Step 9: Run the Classification

Next, we pass the classification tasks to the skill, retrieving a dictionary keyed by task IDs with the assigned category or categories.

Classification

We run the tasks in parallel (if supported) or sequentially, then inspect the classification results.

classification_results = classify_skill.run_tasks_in_parallel(tasks_classify)

print("Step 9 complete: Classification finished.")
print("Classification results (first few):")
for task_id, cats in list(classification_results.items())[:3]:
    print(f"  Task ID {task_id}: {cats}")

Step 10: Map & Store the Final Labeled Data

Finally, we attach each classification result to the original text data, storing the outcome in a JSONL file for future analysis.

Map and Store Results

We map each classification result to its corresponding data record and (optionally) write the annotated data to a JSONL file for safe-keeping and further analysis.

# Map the classification results back to the original data
annotated_data = []
for task_id_str, output_json in classification_results.items():
    task_id = int(task_id_str)
    record = text_reviews[task_id]
    record["classification"] = output_json  # attach the classification result
    annotated_data.append(record)

# Print a sample annotated record
print("Sample annotated record:", annotated_data[0])
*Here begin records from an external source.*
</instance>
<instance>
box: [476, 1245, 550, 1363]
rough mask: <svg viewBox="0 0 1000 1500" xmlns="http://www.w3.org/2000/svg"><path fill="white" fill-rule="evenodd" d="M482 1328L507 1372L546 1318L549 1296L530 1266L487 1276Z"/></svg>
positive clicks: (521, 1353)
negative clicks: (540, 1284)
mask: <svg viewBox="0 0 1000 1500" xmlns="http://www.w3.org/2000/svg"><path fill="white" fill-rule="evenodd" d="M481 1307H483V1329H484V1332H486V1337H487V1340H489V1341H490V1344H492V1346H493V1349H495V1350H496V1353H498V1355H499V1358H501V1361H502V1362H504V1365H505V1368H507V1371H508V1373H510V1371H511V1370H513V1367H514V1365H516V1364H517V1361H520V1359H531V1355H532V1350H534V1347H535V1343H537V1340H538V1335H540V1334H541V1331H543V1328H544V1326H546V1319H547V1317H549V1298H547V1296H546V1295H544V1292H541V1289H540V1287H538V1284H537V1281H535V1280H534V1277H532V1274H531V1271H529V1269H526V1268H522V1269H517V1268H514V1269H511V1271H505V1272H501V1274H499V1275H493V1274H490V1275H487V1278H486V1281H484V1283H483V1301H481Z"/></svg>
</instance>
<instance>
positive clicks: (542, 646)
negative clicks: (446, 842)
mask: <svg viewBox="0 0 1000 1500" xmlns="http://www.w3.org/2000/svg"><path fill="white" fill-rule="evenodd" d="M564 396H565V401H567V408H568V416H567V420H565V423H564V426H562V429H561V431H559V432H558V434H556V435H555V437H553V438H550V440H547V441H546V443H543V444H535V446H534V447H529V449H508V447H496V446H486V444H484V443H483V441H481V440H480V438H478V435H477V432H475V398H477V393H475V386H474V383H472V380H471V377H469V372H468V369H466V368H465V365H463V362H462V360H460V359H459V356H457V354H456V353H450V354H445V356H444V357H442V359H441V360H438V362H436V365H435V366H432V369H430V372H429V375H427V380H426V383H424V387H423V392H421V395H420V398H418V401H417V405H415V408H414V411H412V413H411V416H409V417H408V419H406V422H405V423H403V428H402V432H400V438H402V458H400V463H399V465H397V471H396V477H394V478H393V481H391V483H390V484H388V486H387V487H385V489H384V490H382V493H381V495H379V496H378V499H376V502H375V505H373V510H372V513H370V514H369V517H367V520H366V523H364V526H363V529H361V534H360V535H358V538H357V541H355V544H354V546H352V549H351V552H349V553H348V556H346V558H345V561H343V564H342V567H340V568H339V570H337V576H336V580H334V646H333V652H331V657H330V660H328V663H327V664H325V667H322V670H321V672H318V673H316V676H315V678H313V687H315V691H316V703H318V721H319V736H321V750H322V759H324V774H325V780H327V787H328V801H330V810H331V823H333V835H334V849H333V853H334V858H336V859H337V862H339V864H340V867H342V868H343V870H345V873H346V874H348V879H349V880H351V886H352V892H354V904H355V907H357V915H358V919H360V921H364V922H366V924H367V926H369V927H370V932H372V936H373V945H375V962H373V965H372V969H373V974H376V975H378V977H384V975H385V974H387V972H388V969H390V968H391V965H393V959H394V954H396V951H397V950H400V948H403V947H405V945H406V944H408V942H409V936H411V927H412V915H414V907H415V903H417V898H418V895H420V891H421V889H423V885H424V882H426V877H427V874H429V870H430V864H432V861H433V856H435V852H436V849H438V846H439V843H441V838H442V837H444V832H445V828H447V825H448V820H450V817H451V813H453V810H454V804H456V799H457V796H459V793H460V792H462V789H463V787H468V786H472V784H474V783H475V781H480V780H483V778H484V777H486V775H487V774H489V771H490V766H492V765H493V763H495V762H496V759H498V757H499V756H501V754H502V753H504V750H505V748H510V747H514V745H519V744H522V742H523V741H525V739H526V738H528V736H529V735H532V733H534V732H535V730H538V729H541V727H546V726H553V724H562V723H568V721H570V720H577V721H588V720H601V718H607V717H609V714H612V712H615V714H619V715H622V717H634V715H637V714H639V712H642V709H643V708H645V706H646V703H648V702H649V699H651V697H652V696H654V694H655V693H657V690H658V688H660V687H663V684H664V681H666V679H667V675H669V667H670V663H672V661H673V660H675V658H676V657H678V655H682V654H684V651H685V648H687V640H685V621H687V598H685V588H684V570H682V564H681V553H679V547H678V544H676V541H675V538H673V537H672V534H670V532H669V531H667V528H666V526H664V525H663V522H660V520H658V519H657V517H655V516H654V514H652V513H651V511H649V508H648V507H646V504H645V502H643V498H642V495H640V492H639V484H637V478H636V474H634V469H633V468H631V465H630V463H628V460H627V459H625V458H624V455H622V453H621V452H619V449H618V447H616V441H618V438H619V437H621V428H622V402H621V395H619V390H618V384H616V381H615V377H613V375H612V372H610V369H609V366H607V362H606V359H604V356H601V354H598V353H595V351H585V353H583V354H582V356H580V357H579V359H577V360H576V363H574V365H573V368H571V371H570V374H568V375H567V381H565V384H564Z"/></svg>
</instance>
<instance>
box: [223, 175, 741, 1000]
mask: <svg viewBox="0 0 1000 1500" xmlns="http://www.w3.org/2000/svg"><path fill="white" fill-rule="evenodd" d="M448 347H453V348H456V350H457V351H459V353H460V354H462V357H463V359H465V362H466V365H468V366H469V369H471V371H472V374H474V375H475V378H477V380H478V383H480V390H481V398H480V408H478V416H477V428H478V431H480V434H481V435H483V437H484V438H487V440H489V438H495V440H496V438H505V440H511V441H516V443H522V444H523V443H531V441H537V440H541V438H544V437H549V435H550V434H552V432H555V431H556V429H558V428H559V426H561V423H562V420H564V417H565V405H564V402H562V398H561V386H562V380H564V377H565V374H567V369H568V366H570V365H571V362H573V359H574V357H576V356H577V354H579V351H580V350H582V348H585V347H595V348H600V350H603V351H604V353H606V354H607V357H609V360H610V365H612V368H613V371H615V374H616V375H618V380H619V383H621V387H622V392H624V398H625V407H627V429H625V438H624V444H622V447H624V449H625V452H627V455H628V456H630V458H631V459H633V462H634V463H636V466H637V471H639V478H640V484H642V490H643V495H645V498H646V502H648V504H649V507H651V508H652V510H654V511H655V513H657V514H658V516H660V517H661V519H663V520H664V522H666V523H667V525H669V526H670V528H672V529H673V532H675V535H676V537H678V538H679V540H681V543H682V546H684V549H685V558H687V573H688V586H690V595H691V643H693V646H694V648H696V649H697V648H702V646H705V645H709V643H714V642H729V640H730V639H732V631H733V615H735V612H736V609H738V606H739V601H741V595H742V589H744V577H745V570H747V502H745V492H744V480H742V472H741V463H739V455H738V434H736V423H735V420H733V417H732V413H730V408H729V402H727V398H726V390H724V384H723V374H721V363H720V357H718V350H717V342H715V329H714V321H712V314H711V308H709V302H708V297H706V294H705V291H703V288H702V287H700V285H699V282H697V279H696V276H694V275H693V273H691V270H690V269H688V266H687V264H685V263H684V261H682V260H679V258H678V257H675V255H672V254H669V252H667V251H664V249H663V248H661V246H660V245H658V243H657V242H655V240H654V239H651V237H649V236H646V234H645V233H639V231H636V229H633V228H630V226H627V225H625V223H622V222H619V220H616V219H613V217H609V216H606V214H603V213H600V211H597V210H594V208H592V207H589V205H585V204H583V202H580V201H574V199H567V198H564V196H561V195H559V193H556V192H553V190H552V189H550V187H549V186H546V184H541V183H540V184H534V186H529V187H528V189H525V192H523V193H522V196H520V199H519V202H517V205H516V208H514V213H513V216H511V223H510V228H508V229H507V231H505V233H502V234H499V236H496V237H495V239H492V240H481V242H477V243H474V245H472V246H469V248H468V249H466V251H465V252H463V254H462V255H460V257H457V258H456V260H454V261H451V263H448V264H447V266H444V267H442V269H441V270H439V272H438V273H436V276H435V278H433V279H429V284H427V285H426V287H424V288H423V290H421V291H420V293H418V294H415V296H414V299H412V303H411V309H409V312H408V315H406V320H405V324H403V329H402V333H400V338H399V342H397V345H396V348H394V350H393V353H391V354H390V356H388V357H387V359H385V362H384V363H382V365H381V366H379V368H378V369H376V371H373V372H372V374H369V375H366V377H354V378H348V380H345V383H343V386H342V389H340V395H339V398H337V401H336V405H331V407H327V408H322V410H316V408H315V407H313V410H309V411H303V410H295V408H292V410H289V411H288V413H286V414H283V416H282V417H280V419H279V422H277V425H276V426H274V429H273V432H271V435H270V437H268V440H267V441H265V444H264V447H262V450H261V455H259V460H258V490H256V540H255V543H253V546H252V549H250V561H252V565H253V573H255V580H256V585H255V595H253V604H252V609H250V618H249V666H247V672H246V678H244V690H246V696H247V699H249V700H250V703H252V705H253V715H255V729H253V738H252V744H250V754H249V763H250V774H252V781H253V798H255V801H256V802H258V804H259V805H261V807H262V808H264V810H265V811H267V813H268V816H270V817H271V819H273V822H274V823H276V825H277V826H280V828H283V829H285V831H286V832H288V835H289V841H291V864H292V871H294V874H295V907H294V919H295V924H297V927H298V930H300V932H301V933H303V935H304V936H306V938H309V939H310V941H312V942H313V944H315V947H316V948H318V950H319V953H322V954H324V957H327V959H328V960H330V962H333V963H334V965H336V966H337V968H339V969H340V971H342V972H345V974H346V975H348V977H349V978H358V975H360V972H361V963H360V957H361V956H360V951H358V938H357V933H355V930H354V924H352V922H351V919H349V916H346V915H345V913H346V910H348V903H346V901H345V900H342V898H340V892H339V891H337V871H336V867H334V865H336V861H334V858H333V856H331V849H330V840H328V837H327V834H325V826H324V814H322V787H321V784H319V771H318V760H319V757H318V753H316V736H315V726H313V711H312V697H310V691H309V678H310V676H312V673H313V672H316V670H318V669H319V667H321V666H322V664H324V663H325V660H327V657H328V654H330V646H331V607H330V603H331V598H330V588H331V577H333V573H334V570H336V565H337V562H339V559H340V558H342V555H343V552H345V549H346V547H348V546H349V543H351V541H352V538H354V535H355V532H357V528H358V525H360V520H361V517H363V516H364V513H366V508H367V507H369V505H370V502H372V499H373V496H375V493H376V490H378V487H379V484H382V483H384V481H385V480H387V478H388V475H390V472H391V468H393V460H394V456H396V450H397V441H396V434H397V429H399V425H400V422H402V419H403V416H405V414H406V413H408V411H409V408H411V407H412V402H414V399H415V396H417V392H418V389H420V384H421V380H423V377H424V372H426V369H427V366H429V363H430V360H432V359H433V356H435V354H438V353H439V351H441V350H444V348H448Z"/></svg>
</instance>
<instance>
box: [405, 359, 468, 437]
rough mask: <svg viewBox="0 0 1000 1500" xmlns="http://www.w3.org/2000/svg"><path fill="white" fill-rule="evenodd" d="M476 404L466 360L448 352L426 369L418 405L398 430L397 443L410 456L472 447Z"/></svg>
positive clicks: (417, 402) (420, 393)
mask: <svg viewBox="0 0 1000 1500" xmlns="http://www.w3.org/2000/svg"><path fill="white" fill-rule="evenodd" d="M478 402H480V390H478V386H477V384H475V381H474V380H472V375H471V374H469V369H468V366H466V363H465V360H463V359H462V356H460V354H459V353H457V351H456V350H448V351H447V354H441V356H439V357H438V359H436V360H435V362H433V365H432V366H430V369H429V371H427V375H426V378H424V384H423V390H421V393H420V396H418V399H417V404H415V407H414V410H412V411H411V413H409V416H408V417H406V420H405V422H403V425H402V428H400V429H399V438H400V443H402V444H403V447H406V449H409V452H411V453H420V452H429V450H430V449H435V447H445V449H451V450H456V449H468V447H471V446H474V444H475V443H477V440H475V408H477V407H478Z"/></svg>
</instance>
# (Optional) Save annotated data to JSONL
final_results_path = os.path.join(json_folder, "classification_results.jsonl")
with open(final_results_path, 'w') as f:
    for rec in annotated_data:
        f.write(json.dumps(rec) + '\n')

print(f"Step 10 complete: Annotated results saved to {final_results_path}")

Summary and Next Steps

Using these steps, you have:

  • Text data prepared in a list of dictionaries.
  • A label discovery skill that aggregates topics across your dataset.
  • A classification skill that assigns those discovered labels to each record.
  • Task creation, storability (JSONL), and reloadability to maintain transparent, reproducible workflows.
  • Final annotated data, also in JSONL, for deeper analytics or integration with other systems.

From here, you can refine or expand:

  • Use more complex instructions for label discovery.
  • Develop additional skills (e.g., sentiment analysis, summarization).
  • Integrate discovered/classified labels into your data pipeline or dashboards.

This completes our text-only guide for discovering and classifying labels using flashlearn!